Vulvovaginite a cândida ou Candidíase vulvovaginal
A candidíase é uma das infecções vaginais mais comuns. Estima-se que cerca de 75% das mulheres sofrem, pelo menos de uma infecção a Candida, durante a sua vida fértil. Esta infecção é provocada, na maioria dos casos, pelo Candida albicans. Este é um fungo que existe naturalmente no corpo humano, habitando a boca, a vagina, o aparelho gastrointestinal e a pele – locais onde existem condições de humidade favoráveis ao seu desenvolvimento. Ele mantém-se nestes tecidos em quantidades reduzidas, sendo inofensivo para a saúde. Contudo, sempre que surgem desequilíbrios que permitam o seu desenvolvimento, a infecção desenvolve-se, e os sintomas manifestam-se. Alguns dos factores de risco que podem causar este desequilíbrio, ou seja, predisponentes a candidíase são:
- gravidez;
- contraceptivos com estrogénios;
- Diabetes mellitus;
- terapêutica com antibióticos de largo espectro (para tratar outras infecções, como por exemplo, as urinárias);
- infecção por vírus de imunodeficiência adquirida (HIV);
- quimioterapia;
- roupa justa;
- colonização gastrointestinal;
- actividade sexual.
A candidíase vulvovaginal, apesar de envolver o aparelho genital, não é uma doença sexualmente transmissível. Contudo, e apesar disso, o homem não está imune, isto é, na verdade o contacto sexual com uma mulher infectada pode colocá-lo em risco, podendo haver migração da infecção e podendo o homem manifestar sintomas, sendo os mais frequentes a comichão e vermelhidão no pénis. Isto justifica que em muitas situações o tratamento seja feito pelo casal (apesar de que a terapêutica da candidíase na mulher não obriga ao tratamento do parceiro sexual). Por outro lado, as relações sexuais, ao aumentarem o movimento do fungo e a ocorrência de traumatismos mínimos, podem predispor para esta infecção, e além disto o sémen é um promotor do desenvolvimento e virulência do fungo.

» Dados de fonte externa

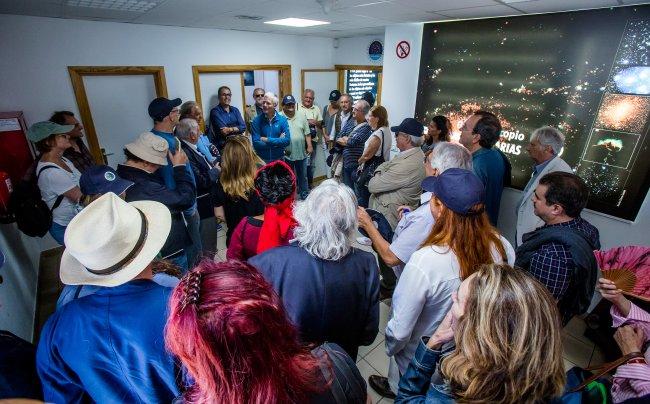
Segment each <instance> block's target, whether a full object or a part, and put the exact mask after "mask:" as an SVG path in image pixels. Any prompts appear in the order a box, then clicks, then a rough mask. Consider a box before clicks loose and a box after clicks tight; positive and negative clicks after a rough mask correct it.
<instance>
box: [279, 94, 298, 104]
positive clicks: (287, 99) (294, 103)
mask: <svg viewBox="0 0 650 404" xmlns="http://www.w3.org/2000/svg"><path fill="white" fill-rule="evenodd" d="M295 103H296V99H295V98H294V96H293V95H291V94H289V95H285V96H284V98H283V99H282V105H289V104H295Z"/></svg>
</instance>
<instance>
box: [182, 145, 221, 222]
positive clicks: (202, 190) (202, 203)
mask: <svg viewBox="0 0 650 404" xmlns="http://www.w3.org/2000/svg"><path fill="white" fill-rule="evenodd" d="M181 148H182V149H183V151H184V152H185V154H186V155H187V159H188V160H189V164H190V166H191V167H192V172H193V173H194V180H195V181H196V204H197V209H198V211H199V216H201V219H205V218H208V217H214V203H213V201H212V195H213V193H214V192H213V187H214V186H215V185H216V182H217V179H218V178H219V170H218V169H216V168H214V167H211V166H210V164H209V163H208V161H207V160H206V159H205V157H203V155H202V154H201V153H199V152H197V151H196V150H194V149H193V148H192V147H191V146H190V145H189V144H187V143H186V142H185V141H181Z"/></svg>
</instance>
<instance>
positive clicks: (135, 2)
mask: <svg viewBox="0 0 650 404" xmlns="http://www.w3.org/2000/svg"><path fill="white" fill-rule="evenodd" d="M160 1H161V0H149V1H141V0H67V1H66V2H65V4H66V6H70V7H86V8H99V9H103V10H116V11H133V12H137V13H144V12H146V11H149V10H151V9H152V8H154V7H156V6H157V5H158V3H160Z"/></svg>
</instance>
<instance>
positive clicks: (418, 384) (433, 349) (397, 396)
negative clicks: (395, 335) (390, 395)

Quanto à sintomatologia, a candidíase manifesta-se como uma descarga vaginal, ou seja, um corrimento esbranquiçado e espesso, semelhante a leite/queijo coalhado, e acompanhado por inflamação na pele vulvar (com vermelhidão e comichão no exterior da vagina e na vulva), e também por dor durante o acto sexual e ao urinar.

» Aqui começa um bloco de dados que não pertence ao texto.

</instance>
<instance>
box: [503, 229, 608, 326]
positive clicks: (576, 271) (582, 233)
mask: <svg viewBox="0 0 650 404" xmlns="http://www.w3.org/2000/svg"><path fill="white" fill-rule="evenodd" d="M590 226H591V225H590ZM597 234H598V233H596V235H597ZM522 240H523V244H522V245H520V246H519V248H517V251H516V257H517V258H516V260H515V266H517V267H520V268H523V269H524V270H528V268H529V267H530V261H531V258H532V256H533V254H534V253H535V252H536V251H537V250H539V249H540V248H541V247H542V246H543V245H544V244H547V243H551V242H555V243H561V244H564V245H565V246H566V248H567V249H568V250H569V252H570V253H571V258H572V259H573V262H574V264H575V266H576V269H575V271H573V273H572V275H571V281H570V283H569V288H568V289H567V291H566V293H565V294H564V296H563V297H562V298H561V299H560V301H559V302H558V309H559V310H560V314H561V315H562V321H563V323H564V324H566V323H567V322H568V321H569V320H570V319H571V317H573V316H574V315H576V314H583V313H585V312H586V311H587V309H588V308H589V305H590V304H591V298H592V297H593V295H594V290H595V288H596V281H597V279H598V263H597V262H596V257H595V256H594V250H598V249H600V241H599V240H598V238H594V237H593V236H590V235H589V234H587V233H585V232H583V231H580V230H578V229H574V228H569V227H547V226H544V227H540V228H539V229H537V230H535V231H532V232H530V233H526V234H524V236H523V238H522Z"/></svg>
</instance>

O tratamento envolve a administração de medicamentos anti-fúngicos de aplicação tópica ou toma sistémica. Com o tratamento adequado, os sintomas desaparecem completamente. Contudo, se o tratamento não for cumprido há o risco de a infecção voltar, podendo tornar-se recorrente.
As infecções vaginais são bastante comuns, mas podem ser prevenidas, o que exige que a mulher tome alguns cuidados, e faça uma higiene íntima adequada (mas não excessiva, porque lavagens demasiado frequentes podem deixar a mulher mais vulnerável).
Assim, aqui ficam algumas dicas:
- a higiene íntima deve ser feita apenas com água e um sabão suave;
- no máximo, devem fazer-se duas lavagens íntimas por dia;
- não são aconselhados os duches vaginais porque irritam a vagina;
-os toalhetes e os desodorizantes secam a região vaginal pelo que devem ser reservados para situações excepcionais, como viagens;
- o sentido correcto da lavagem e limpeza é da vagina para o ânus, já que assim se evita que a flora intestinal entre em contacto com a região genital;
- deve dar-se preferência a roupa interior de algodão;
- devem evitar-se as roupas apertadas porque favorecem o desenvolvimento de infecções;
- os produtos de higiene íntima devem ser utilizados pontualmente, mediante indicação médica ou aconselhamento farmacêutico.
Com estes cuidados simples podem prevenir-se as infecções vaginais.